Na prática, diferenciar uma intoxicação alimentar de outras infecções gastrointestinais não é fácil. Segundo a gastroenterologista Daniela Carvalho, da clínica Gastrocentro, em Brasília, os sintomas costumam ser muito semelhantes.

“A intoxicação alimentar geralmente está associada ao consumo de um alimento específico e pode atingir várias pessoas que ingeriram o mesmo alimento. Já as viroses costumam ocorrer em ambientes fechados, como escolas e creches, e podem se espalhar pelo contato entre pessoas ou por objetos contaminados”, esclarece.

Para quem apresenta os sintomas, no entanto, o mais importante é reconhecer sinais de gravidade e manter os cuidados básicos para evitar complicações.

Como se recuperar em casa

Na maioria das vezes, a intoxicação alimentar é um quadro autolimitado, ou seja, tende a melhorar em poucos dias.  Segundo Daniela, a recuperação geralmente pode ser feita em casa com hidratação adequada, repouso e alimentação leve.

Cláudia reforça que o foco do tratamento inicial é evitar a perda excessiva de líquidos.

“O principal cuidado é garantir a hidratação. O paciente deve beber água e outros líquidos, podendo utilizar soluções de reidratação oral disponíveis em farmácias”, orienta.

Durante o período de diarreia, também é recomendado evitar alimentos muito gordurosos ou pesados.
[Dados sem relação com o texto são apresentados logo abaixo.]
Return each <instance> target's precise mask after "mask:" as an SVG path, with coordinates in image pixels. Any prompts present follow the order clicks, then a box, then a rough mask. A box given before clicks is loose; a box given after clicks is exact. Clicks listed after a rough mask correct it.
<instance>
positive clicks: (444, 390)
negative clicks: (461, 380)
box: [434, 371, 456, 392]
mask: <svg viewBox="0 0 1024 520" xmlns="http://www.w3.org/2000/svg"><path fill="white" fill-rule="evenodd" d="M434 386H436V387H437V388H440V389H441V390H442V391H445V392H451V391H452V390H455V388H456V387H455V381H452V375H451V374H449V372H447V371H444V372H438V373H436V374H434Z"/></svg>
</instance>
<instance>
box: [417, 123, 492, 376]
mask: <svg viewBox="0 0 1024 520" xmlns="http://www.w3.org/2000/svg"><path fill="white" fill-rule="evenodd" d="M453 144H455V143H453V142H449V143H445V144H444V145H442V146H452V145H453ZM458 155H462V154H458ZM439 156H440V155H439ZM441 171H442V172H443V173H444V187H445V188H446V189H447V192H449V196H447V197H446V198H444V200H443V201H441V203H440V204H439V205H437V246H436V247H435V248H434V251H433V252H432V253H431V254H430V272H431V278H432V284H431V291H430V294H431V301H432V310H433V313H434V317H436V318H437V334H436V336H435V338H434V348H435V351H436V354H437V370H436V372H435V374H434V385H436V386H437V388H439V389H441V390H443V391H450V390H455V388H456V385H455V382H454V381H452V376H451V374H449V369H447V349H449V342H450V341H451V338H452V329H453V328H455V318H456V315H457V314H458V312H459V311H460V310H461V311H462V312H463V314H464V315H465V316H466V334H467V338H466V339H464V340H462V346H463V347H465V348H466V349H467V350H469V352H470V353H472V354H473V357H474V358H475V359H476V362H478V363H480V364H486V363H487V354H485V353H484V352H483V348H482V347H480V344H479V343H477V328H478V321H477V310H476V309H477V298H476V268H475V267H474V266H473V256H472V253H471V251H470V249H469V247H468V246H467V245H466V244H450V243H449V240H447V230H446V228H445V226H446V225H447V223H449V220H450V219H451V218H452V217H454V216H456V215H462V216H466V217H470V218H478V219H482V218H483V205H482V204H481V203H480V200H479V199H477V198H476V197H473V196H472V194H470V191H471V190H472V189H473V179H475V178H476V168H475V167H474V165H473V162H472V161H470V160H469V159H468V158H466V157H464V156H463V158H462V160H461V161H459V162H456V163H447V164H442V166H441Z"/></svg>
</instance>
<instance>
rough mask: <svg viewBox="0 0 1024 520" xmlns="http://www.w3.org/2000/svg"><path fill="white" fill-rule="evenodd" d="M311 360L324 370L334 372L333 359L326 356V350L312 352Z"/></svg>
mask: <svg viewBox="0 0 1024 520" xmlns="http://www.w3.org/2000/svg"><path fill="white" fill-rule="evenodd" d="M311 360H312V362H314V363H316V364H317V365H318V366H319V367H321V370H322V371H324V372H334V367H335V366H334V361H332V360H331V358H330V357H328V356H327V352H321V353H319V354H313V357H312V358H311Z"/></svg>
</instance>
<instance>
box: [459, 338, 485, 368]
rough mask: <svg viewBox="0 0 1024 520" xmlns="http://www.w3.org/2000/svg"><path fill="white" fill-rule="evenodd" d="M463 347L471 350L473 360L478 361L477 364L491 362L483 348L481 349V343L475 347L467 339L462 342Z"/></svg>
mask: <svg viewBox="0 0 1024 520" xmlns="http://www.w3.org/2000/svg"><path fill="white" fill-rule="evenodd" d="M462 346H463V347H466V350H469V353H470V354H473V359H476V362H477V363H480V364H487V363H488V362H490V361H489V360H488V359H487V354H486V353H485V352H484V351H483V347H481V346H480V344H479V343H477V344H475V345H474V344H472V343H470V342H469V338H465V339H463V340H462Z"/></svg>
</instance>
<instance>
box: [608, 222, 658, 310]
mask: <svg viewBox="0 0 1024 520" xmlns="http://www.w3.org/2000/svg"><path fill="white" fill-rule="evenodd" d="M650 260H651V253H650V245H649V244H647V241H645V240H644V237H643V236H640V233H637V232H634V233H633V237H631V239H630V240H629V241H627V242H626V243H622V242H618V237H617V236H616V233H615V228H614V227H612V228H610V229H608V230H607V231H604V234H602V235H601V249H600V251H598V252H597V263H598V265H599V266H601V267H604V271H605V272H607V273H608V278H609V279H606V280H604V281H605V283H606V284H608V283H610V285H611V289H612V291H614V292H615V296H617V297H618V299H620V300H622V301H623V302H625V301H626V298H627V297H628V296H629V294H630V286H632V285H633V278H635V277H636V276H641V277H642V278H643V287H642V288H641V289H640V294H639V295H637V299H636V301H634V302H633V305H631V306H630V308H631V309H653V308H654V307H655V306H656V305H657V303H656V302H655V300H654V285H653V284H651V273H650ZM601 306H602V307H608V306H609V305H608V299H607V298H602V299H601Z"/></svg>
Outra orientação é reduzir temporariamente o consumo de leite e derivados. Isso acontece porque a inflamação do intestino pode provocar uma intolerância transitória à lactose, o que pode agravar os sintomas digestivos.

Quando procurar atendimento médico

Embora a maioria dos casos seja leve, alguns sinais indicam a necessidade de avaliação médica. Entre os sintomas de alerta estão febre alta persistente, vômitos repetidos, tontura, redução do volume de urina, presença de sangue nas fezes ou sintomas que duram mais de três dias.

De acordo com as especialistas, crianças e idosos exigem atenção redobrada, pois podem se desidratar com mais rapidez. Também é importante buscar atendimento quando o paciente apresenta grande prostração ou sinais claros de desidratação.

Como prevenir intoxicação alimentar?

Alguns cuidados simples no dia a dia ajudam a reduzir o risco de contaminação por alimentos. A primeira delas é a higiene durante o preparo das refeições.

Cláudia orienta que as mãos sejam bem lavadas antes de manipular alimentos e que utensílios usados em carnes cruas não sejam reutilizados para cortar frutas ou vegetais sem higienização adequada.

Outro cuidado essencial é lavar bem verduras e legumes com solução adequada de hipoclorito e evitar deixar alimentos fora da geladeira por longos períodos. Quem costuma se alimentar fora de casa também deve observar as condições de higiene do local onde está comendo.